Does the damp cause arthritis? Can air pressure shifts bring a headache? Will the temperature influence a baby's sex? David Robson finds some surprising evidence for the folklore.
In 2013, neuroscientists reported one of the strangest case reports in the history of medicine: a man who claimed to be able to smell the weather. An approaching storm, he said, produced an almost unbearable odour of skunk excrement, mixed with onions. The scientists were at a loss to explain what could be causing these strange symptoms.
Most of us are thankfully lacking this rather unwelcome talent, but even subtle shifts in the atmosphere seem to correlate with changes in our bodies. While scientists have yet to confirm many of these proposed links, the evidence so far is intriguing. If true, it would mean everything from your risk of a heart attack to the sex of your unborn child may, to a greater or lesser extent, depend on the forecaster’s predictions.
Read on to discover the myths and the genuine mysteries.
1) Rain gives you rheumatism… maybe
Despite anecdotal reports that wet and windy conditions inflame the joints, the evidence is about as clear as a British summer. A review in 2011, looking at nine studies to date, concluded that there was no consistent effect of the weather on the symptoms of rheumatoid arthritis. In fact, the apparent link may just be a case of “confirmation bias”. If you already believe that rain brings pain, you are more likely to notice the rainy days where you feel discomfort, and ignore those when you feel fine.

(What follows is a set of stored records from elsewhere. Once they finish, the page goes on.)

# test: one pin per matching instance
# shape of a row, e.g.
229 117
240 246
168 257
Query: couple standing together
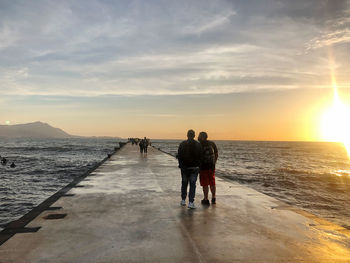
197 157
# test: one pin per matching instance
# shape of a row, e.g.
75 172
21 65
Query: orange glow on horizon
334 124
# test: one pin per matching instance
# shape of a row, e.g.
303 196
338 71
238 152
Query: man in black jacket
189 155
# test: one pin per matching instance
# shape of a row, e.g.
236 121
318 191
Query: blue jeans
189 175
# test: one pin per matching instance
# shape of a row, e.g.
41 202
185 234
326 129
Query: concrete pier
128 210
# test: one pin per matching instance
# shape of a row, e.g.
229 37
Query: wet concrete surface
128 211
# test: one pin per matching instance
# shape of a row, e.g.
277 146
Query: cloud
93 48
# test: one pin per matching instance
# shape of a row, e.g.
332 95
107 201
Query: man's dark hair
191 134
202 136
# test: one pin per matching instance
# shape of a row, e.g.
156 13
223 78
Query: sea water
43 166
310 175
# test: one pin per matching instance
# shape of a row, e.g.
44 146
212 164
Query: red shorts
207 177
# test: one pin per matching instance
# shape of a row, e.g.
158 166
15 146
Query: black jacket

Even so, it’s by no means a closed case and other studies disagree. Perhaps the confusion arises from the fact that it’s very difficult to take into account other factors – such as the clothes the patients were wearing, and whether the patients stayed in or out of doors.
2) Falling air pressure is a pain in the head
Feeling weighed down? That’s because there’s about a tonne of air pressing down on our heads at any one time. It sounds like a recipe for a headache – and for some people, it just might be. Kazuhito Kimoto at the Dokkyo Medical University in Japan and colleagues asked 28 migraine patients to keep a diary of their headaches for a whole year. Comparing their reports with data from a nearby weather station, he found that their pain often coincided with falling air pressure.
Although Kimoto’s team only studied a small group of participants, a second paper seemed to confirm the effect, finding that the sales of painkillers rise as the barometer drops. One reason could be that the falling air pressure disrupts the vestibular system – the cavity in our heads that helps us to keep balance – bringing about the dizzy spells, and eventually, migraine.
3) The biting cold can freeze your heart
Besides being the season of colds and flu, the winter also brings a regular rise in heart attacks. According to one Chinese study, deaths from heart disease rise up to 40%, compared to spring and summer. Despite decades of research, no one knows exactly why, though the Chinese study found that the colder temperatures seem to increase blood pressure – which is known to increase the risk of a heart attack.
4) More Sun, more sons…
You might think that our population is divided exactly 50:50 between men and women, but this too swings depending on the weather. In the Northern Hemisphere, for instance, more sons are likely to be conceived during warmer years than those with particularly cold spells. (Puzzlingly, women in London also gave birth to more daughters and fewer sons nine months after a bad outbreak of smog in December 1952.)
Exactly why that happens is a complete enigma. It could be that the temperature alters hormonal balances, or the production of sperm. Some have argued that it’s an evolved mechanism, to boost a mother’s chances of passing on her genes: sons are less likely than a daughter to reproduce, if they are in poor condition, so our bodies decide the sex based on our current environment. In any case, the effect is tiny, and seems to vary from region to region. Although these trends are biologically interesting, they certainly shouldn’t guide your family planning.
5) Death by cosmic ray
The Sun is constantly showering the earth with geomagnetic storms and cosmic rays. The Earth’s atmosphere should protect us from the worst of this space weather – but we may not be completely safe. A team from Lithuania recently examined the records of more than one million deaths over a 25-year period – and they found that mortality from heart disease and stroke seemed to peak during periods of extreme space weather events.
Even more strangely, another study found that those born during periods of heightened activity have a shorter average life span, by about five years – compared to those born in calmer periods; it also seemed to reduce their fertility.
Clearly, more investigations will be needed to confirm the results and try to find an explanation. It is hard enough to swallow the fact that our health depends on something as unpredictable as the weather here on Earth – let alone a random storm of charged particles 92 million miles away. It seems that our fates really might be decided in the heavens after all.